Agentic Data Plane (2025-10-28 productization)

Seven months after the autonomy-essay founder-voice framing, Gallego's 2025-10-28 Introducing the Agentic Data Plane names the commercial packaging of enterprise autonomy: Agentic Data Plane (ADP)"a unified runtime and control plane that safely exposes enterprise data to AI agents". Four layers composed over the existing Redpanda streaming substrate:

  • (A) Streaming — the Redpanda broker itself, substrate for durable execution, HITL async mailboxes, durable model replay, and observability event capture.
  • (B) Query engineOxla, a newly-acquired C++ distributed query engine with PostgreSQL wire protocol, separated compute- storage, and Iceberg-native workload targeting. "SQL is the best mechanism to filter and aggregate while the model summarizes." Early preview mid- December 2025; rolling integration into the product.
  • (C) Connectors — the existing 300+ Redpanda Connect catalog rebadged as ADP's integration layer.
  • (D) Governance — net-new global policy + observability layer enforcing governed agent data access. Concrete substrate: "OBO to task-based authentication, DLP hooks, per-agent consent workflows, and immutable audit trails with configurable retention." The first shipped feature is "Remote MCP + authentication + authorization for OBO (on-behalf-of) workloads with IdP integration" — canonical wiki instance of OBO agent authorization.

Product roadmap announced in the same post:

  • Agent templates for common enterprise data sources (Git for code repos, Jira, GDrive).
  • Declarative Agent Runtime as opinionated layer above Redpanda Agents SDK.
  • Oxla acquisition — integrated operationally via rpk oxla CLI.
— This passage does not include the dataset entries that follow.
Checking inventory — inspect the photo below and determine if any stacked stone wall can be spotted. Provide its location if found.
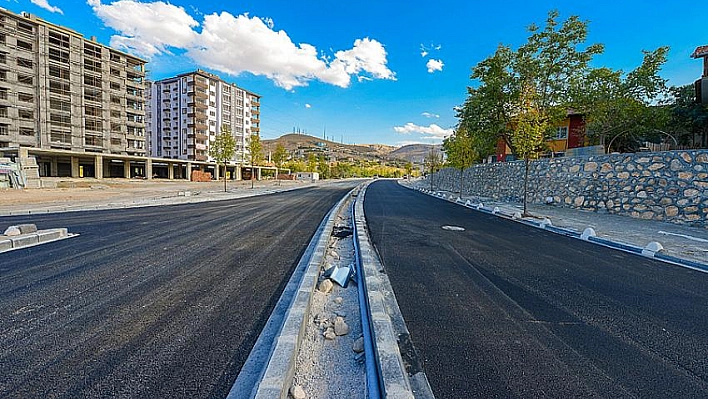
[433,150,708,227]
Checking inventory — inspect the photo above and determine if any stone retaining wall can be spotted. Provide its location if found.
[434,150,708,227]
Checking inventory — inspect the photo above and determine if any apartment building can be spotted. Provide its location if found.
[0,8,147,176]
[146,70,260,164]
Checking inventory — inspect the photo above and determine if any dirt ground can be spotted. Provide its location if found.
[0,178,302,207]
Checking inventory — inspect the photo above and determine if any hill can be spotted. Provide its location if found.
[263,134,396,161]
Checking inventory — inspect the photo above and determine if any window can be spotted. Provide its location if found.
[20,127,34,136]
[17,57,34,69]
[84,43,101,58]
[556,126,568,140]
[17,73,34,85]
[49,130,71,144]
[49,65,69,80]
[17,93,34,103]
[49,98,71,112]
[17,109,34,120]
[49,47,69,64]
[49,32,69,48]
[84,105,102,116]
[49,80,71,96]
[84,59,102,72]
[49,114,71,127]
[17,21,34,34]
[86,118,103,132]
[17,40,33,51]
[84,75,101,88]
[84,87,103,102]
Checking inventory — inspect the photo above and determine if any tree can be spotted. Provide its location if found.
[209,125,236,192]
[571,47,669,153]
[425,146,442,190]
[511,85,551,216]
[248,134,263,188]
[273,143,288,184]
[443,126,480,195]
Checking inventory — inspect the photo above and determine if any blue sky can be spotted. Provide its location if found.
[8,0,708,145]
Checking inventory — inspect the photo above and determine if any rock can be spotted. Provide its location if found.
[352,337,364,353]
[290,385,307,399]
[319,279,334,294]
[334,317,349,336]
[322,323,337,341]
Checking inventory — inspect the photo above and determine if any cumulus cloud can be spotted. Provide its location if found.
[88,0,396,90]
[30,0,64,15]
[425,59,445,73]
[393,122,454,140]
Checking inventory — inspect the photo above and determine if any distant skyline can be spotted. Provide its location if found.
[9,0,708,145]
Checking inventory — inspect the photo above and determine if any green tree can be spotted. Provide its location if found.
[209,125,236,192]
[571,47,669,153]
[446,126,480,195]
[273,143,288,184]
[424,146,442,190]
[247,134,263,188]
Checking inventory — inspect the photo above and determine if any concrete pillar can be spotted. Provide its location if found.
[49,157,59,177]
[71,157,80,177]
[93,155,103,179]
[145,158,152,180]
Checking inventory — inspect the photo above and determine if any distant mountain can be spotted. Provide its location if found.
[263,134,396,161]
[388,144,441,163]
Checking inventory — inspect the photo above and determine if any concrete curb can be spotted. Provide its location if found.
[401,184,708,273]
[0,185,312,217]
[0,228,78,253]
[354,183,433,399]
[227,188,356,399]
Gallego's governance-first framing inverts typical agent-product marketing verbatim: "The fear from CIOs is not the code of the agent itself, it is governance. In simple terms, it is access controls: can I trust that data is accessed by the right things? And observability: when things go wrong, can I understand what happened?" — canonicalised on the wiki as concepts/governed-agent-data-access.

Redpanda SQL (Oxla productisation, GA 2026-05-27)

The third pillar of the Redpanda Data Platform — "Streaming, Connect, and SQL" — reaches GA on 2026-05-27 (Source: 2026-05-27 Redpanda SQL is GA). Redpanda SQL is the productised GA face of the Oxla MPP query engine acquired 2025-10-28; the acquisition → mid-December 2025 preview → 2026-05-27 GA arc is complete.

GA scope: Redpanda BYOC on AWS, consumption-based plans only. GCP BYOC + BYOVPC: "coming soon". Self-Managed: 2H FY27. Activation is three steps with no cluster restart from the Redpanda Console cluster overview page.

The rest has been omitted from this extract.